Good point — calling out side income up front is smart because it behaves differently from pensions or investments (it can stop, grow, or be seasonal). Below I walk you through a simple, beginner-friendly way to use AI plus a spreadsheet to build retirement projections that treat side income realistically.
One simple concept (plain English): treat side income as a separate stream you can vary. Instead of assuming a single fixed number, give the projection a few possible paths — for example: steady, growing, and interrupted. That gives you a range of outcomes so you don’t get a false sense of precision.
- What you’ll need
- Basic details: current savings, expected retirement age, expected withdrawals, pensions/Social Security estimates.

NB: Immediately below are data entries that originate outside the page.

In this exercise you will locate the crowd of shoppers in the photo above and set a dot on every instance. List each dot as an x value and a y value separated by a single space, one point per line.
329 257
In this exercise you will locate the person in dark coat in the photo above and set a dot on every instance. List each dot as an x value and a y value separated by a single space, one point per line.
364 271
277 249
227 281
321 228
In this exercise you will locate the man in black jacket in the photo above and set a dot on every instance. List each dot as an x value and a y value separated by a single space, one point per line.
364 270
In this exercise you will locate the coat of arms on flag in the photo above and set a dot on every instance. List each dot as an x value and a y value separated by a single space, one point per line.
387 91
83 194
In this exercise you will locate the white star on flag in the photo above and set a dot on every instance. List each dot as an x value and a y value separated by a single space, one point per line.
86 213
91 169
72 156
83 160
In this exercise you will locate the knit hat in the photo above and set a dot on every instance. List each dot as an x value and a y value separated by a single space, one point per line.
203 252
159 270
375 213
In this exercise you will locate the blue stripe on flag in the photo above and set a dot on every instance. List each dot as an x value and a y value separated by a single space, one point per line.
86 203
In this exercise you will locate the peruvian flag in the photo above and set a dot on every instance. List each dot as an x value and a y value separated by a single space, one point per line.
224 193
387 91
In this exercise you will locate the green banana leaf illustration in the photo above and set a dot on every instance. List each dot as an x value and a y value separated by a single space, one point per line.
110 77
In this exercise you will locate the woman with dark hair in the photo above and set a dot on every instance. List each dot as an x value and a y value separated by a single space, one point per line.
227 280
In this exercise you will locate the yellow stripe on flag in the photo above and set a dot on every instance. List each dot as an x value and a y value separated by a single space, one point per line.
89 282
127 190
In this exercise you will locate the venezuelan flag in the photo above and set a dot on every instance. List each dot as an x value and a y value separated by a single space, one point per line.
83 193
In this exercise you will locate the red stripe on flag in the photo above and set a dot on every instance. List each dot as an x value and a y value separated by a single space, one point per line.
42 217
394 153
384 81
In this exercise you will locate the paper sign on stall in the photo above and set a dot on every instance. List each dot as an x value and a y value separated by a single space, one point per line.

- Side income info: current annual amount, how regular it is, how likely it is to continue, a reasonable growth or decline rate, and any tax or cost considerations.
- A spreadsheet (Excel, Google Sheets) and access to an AI helper (chat-based tool) to clarify assumptions and build formulas.
- How to set it up (step-by-step)
- Create year-by-year rows from now until age 95 (or whatever horizon you choose).
- Columns: starting balance, investment return assumption, contributions, side income, withdrawals, ending balance.
- Model side income as one of three scenarios: conservative (lower or stops), base (continues with small growth), and optimistic (grows or scales up). Put these as separate columns or separate sheets.
- Use a simple formula each year: ending balance = starting balance * (1 + return) + contributions + side income – withdrawals.
- Ask your AI helper to translate your narrative assumptions into spreadsheet formulas, to create sensitivity tables, or to generate plain-English summaries of each scenario.
- What to expect
- A range of outcomes rather than a single number; the gap between scenarios shows how important the side income is to your plan.
- Identification of breakpoints — years or withdrawal levels where the plan gets tight if side income drops.
- Simple sensitivity insights like “if side income falls 25%, you’ll need X in savings or Y in spending cuts to stay comfortable.”
- Practical tips and next steps
- Validate assumptions annually: update actual side income and refine the growth/continuation probability.
- Stress-test non‑recurring risks: what happens if side income stops for two years? Run that scenario.
- If helpful, ask AI to produce a one-page narrative summary you can share with a financial advisor for a sanity check.
Keeping things simple, transparent, and scenario-based builds confidence. With a spreadsheet and a little help from AI to speed up calculations and explain tradeoffs, you’ll have clear projections that show how much your side income really matters — and what to do if it changes.